Al correr no me siento menos ni me pongo nerviosa. Ahora corrí primero la de ochocientos metros y la gané. Luego la de doscientos y la perdí. Me faltaban la de mil quinientos y la de cuatrocientos. “Si no pude en la de doscientos”, pensé, “menos voy a poder en las otras: ya no corro.” Pero estaba fuera de mi país. “¡A rajarme a mi tierra!”, me dije. Y que voy ganando.
Siento gusto cuando llego a la meta. Todos me aplauden. Dicen que en la pista parezco una muñeca corriendo, como me ven chiquita. Por eso me dicen Chayito, por pequeña. A mí me da igual que me digan de un modo u otro, Rosario o Chayito.
Debo prepararme para 1997, porque las salidas en avión son cada dos años.

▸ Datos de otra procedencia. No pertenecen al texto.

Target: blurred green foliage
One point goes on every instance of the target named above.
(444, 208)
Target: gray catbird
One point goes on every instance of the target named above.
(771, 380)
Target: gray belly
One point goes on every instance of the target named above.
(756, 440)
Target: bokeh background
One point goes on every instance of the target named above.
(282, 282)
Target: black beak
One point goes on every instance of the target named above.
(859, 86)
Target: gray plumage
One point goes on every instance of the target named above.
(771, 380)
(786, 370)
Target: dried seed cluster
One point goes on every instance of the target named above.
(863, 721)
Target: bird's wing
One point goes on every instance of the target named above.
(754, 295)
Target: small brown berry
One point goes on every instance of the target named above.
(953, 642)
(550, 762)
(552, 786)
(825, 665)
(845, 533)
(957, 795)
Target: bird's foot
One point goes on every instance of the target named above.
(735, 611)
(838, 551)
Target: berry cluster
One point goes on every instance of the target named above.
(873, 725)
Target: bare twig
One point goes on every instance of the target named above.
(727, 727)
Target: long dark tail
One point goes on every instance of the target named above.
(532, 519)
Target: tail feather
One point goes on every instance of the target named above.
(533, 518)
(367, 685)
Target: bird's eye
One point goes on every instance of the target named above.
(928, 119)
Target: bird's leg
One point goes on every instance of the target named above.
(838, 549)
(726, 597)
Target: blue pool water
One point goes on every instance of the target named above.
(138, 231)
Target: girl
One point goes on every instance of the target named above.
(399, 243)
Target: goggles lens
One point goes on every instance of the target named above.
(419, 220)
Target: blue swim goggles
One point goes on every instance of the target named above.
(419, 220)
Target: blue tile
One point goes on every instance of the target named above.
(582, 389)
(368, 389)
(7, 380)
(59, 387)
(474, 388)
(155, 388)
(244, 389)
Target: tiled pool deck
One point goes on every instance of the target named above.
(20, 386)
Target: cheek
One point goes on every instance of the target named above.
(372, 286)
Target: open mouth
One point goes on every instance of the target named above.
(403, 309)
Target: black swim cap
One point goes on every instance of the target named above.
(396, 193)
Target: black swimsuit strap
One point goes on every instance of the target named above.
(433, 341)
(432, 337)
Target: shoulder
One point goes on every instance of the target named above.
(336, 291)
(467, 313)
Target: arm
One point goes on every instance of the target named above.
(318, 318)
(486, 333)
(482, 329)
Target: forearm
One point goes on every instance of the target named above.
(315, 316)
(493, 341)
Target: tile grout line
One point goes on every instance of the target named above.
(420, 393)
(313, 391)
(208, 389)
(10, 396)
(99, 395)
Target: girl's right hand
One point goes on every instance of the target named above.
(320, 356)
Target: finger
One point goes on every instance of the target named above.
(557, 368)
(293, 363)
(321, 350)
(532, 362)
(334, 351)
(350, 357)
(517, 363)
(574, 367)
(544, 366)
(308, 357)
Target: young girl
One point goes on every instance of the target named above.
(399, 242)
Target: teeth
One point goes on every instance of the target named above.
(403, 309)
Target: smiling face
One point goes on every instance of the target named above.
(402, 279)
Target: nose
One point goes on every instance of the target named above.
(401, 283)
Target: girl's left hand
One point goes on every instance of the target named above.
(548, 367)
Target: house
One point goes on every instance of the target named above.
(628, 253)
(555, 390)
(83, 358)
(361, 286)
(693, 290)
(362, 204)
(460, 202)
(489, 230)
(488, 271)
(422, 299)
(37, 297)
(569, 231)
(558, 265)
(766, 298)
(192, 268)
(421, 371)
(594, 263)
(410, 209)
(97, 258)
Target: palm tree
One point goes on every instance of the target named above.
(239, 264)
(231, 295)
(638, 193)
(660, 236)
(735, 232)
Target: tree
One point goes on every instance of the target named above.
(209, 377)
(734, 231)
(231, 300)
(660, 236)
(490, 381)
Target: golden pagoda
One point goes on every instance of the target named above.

Esta vez vamos a Sudamérica o África, ¡es más lejos! Ya estamos avisados.
Esto de las entregas del periódico es lo que me mantiene sana. Todos los días vengo desde Plateros hasta la Nápoles andando. Cuando voy a entrenar bajo de Plateros al cine Manacar, pues allá me recoge el señor Miguel Ramírez: y vamos a Los Viveros de Coyoacán o a la pista de la delegación Benito Juárez. Caminar me sirve de ejercicio. A mí no me duele ni una uña. No se me sube ni esa que llaman la presión. Así estoy, sana. Me siento como una quinceañera.
Vivo feliz, aunque sea pobremente. Me dicen: “¿Qué come o cómo le hace para estar tan bien?” Como lo que come el pobre: nopales, salsa y sus tortillas que no les falten. Con eso soy feliz.